Key points to consider in the monitoring process include:

• Annual CBCs to track the macrocytosis
• Reassessment for new symptoms, medication changes, or lifestyle factors that could affect red blood cell size
• Comprehensive workup to exclude common causes of macrocytosis
• Consideration of the patient's overall health status and risk factors for progression to more severe conditions.

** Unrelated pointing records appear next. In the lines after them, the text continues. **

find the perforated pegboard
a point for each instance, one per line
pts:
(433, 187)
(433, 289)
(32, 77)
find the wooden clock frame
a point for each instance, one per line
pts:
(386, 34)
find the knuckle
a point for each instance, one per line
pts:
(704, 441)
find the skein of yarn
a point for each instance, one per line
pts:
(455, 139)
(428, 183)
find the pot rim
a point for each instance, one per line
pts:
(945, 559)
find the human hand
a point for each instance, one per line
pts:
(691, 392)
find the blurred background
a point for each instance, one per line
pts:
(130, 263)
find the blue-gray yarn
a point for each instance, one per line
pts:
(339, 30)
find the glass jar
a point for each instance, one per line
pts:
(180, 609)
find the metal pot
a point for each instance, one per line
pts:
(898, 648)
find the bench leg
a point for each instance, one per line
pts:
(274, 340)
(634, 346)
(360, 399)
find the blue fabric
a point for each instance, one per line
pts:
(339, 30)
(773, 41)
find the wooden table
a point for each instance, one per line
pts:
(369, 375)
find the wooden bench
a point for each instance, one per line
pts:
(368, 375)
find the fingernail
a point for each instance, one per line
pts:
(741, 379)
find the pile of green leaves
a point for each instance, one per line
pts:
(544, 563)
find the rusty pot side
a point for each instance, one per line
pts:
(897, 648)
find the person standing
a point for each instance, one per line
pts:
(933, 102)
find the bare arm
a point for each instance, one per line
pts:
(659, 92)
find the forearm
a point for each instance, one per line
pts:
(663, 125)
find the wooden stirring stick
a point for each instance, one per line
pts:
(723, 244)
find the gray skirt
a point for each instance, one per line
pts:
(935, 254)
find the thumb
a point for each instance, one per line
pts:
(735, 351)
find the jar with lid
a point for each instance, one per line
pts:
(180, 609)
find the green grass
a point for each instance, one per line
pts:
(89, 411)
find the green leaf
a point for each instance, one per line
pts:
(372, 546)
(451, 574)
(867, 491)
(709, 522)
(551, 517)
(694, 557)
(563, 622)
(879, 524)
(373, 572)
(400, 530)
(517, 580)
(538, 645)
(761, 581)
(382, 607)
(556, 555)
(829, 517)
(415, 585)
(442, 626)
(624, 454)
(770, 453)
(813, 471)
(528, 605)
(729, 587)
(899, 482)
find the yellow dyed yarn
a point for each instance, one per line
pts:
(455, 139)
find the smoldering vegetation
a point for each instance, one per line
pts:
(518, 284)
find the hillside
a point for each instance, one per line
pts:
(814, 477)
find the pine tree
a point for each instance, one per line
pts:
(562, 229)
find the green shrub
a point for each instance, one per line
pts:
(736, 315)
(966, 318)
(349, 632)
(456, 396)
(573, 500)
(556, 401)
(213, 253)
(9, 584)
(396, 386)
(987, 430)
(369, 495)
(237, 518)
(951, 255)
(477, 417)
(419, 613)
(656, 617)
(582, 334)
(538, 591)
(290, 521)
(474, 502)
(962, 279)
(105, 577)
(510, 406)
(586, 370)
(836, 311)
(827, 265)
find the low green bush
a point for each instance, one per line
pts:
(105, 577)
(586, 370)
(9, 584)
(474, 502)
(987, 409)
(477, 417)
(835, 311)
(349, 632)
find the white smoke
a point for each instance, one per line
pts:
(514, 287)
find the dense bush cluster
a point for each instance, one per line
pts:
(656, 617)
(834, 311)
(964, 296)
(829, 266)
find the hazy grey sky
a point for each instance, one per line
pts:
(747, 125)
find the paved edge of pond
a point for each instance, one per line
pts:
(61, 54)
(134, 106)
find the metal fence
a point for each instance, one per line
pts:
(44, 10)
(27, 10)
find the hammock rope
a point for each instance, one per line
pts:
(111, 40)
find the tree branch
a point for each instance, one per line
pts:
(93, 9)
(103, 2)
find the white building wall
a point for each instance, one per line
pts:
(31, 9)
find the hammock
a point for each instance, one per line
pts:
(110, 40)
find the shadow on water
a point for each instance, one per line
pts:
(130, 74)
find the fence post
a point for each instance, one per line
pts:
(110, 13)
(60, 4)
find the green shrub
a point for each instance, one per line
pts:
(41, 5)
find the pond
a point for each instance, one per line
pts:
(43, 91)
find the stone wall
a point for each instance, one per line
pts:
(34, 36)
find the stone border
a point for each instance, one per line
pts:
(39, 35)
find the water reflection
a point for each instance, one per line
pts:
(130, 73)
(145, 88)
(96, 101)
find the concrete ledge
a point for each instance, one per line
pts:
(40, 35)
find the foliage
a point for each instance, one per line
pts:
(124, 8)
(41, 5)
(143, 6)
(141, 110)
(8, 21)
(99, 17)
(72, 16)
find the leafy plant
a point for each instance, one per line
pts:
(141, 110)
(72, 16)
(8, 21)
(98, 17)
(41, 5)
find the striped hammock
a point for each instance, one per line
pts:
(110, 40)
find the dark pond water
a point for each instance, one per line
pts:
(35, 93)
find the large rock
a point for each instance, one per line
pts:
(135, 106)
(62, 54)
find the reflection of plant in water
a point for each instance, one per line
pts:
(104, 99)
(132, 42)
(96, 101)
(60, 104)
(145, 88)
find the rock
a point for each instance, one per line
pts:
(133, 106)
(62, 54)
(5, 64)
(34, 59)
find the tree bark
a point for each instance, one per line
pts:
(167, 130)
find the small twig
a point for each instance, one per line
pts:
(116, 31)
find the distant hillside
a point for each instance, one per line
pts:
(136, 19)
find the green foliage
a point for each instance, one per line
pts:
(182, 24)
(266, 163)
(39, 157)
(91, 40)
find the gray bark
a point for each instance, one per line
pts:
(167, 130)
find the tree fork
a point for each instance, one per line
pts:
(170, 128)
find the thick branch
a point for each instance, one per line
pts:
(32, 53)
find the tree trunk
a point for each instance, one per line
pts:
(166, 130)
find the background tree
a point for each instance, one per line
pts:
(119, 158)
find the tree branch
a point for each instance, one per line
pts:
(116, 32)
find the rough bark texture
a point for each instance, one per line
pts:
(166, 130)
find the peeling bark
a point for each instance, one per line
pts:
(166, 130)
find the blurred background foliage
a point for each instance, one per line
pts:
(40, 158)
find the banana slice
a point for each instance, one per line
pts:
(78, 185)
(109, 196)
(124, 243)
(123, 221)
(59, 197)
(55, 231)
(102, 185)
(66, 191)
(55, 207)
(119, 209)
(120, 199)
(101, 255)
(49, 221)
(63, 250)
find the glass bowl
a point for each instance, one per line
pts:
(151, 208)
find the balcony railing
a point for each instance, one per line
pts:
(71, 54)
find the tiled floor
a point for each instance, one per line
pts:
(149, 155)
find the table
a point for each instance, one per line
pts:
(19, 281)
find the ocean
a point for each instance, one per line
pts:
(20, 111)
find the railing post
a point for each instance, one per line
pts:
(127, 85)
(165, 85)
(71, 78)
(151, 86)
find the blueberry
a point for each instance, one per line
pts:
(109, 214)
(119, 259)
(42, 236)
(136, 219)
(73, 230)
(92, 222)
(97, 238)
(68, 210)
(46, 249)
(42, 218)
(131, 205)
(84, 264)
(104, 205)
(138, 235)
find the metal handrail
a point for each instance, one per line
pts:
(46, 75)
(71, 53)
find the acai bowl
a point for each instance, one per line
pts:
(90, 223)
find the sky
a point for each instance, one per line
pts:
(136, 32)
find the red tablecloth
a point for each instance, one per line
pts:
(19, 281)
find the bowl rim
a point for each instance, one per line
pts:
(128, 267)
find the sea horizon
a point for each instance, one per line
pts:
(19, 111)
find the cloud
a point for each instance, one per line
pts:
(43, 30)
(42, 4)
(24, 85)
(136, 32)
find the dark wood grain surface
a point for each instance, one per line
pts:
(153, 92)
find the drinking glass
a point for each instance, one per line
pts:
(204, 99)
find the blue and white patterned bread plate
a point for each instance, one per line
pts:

By following this approach, clinicians can balance the need for monitoring with the risk of over-testing and over-treatment, ultimately prioritizing the patient's morbidity, mortality, and quality of life.

From the Research

Monitoring Patients with Mild, Stable Macrocytosis

• Patients with mild, stable macrocytosis without anemia may still require close follow-up, as the condition can be a precursor to underlying bone marrow disorders 2.
• A study of 9779 patients with macrocytosis found that 11.6% developed a primary bone marrow disorder, and 16.3% developed worsening cytopenias, over a median follow-up of 4 years 2.
• The probability of a bone marrow biopsy establishing a diagnosis of a primary disorder was lower in patients with macrocytosis without anemia (33.3%) compared to those with anemia (75%) 2.

Evaluation and Follow-up

• The evaluation of macrocytosis should include a careful history and physical examination, complete hematologic profile, reticulocyte count, and peripheral blood smear 3, 4.
• Follow-up with blood cell counting every 6 months is suggested, with bone marrow biopsy considered when cytopenias are present 2.
• Macrocytosis can be caused by various factors, including vitamin B12 and folate deficiencies, alcoholism, liver disease, and primary bone marrow dysplasias 3, 4, 5.

Duration of Monitoring

• While there is no specific guideline on the duration of monitoring, a study with a median follow-up of 4 years suggests that prolonged follow-up may be necessary to detect underlying conditions 2.
• Monitoring for 3 years may be reasonable, considering the median time to first cytopenia was 18 months, and the mean time to diagnosis of bone marrow disorder was 31.6 months in one study 2.